Received September 24, 2004
Revised December 6, 2004
Accepted December 7, 2004

Article

Implicit motif distribution based hybrid computational kernel for sequence classification

Volkan Atalay 1 and Rengul Cetin-Atalay 2*

1 Virginia Bioinformatics Institute, Virginia Polytechnic Institute and State University Blacksburg, VA 24061, USA; Department of Computer Engineering, Middle East Technical University, TR-06531 Ankara, Turkey
2 Virginia Bioinformatics Institute, Virginia Polytechnic Institute and State University Blacksburg, VA 24061, USA; Department of Molecular Biology and Genetics, Faculty of Science, Bilkent University, 06533 Ankara, Turkey

* To whom correspondence should be addressed.
Rengul Cetin-Atalay, E-mail: rengul{at}bilkent.edu.tr


   Abstract

Motivation: We designed a general computational kernel for classification problems that require specific motif extraction and search from sequences. Instead of searching for explicit motifs, our approach finds the distribution of implicit motifs and uses as a feature for classification. Implicit motif distribution approach may be used as modus operandi for bioinformatics problems that requires specific motif extraction and search, which is otherwise computationally prohibitive.
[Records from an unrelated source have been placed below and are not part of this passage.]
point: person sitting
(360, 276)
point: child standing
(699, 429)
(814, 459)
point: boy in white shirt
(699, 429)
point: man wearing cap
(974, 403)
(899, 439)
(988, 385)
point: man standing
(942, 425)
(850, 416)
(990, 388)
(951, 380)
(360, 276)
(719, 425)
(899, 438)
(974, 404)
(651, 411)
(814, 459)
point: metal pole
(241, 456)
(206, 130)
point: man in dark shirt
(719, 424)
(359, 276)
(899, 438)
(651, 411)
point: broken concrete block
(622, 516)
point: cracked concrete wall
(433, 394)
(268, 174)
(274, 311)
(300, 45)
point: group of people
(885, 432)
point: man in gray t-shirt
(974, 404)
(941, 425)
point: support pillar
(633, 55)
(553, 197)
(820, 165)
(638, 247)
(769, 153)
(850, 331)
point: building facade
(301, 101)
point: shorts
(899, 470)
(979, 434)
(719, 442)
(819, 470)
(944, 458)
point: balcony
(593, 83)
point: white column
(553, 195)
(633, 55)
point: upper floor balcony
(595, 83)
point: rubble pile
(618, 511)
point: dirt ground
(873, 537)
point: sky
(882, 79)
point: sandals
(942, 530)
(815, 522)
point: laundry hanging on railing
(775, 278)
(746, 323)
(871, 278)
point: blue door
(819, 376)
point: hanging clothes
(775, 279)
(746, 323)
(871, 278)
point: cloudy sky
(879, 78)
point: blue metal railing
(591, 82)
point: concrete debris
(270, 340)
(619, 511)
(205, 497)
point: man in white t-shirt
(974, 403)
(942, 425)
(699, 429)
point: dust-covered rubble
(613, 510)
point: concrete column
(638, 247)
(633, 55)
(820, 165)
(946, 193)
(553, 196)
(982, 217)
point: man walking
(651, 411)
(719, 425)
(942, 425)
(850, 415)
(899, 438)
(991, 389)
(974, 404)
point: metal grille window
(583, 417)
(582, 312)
Results: A system named P2SL that infer protein subcellular targeting was developed through this computational kernel. Targeting-signal was modeled by the distribution of subsequence occurrences (implicit motifs) using self-organizing maps. The boundaries among the classes were then determined with a set of support vector machines. P2SL hybrid computational system achieved ~81% of prediction accuracy rate over ER targeted, cytosolic, mitochondrial and nuclear protein localization classes. P2SL additionally offers the distribution potential of proteins among localization classes, which is particularly important for proteins, shuttle between nucleus and cytosol.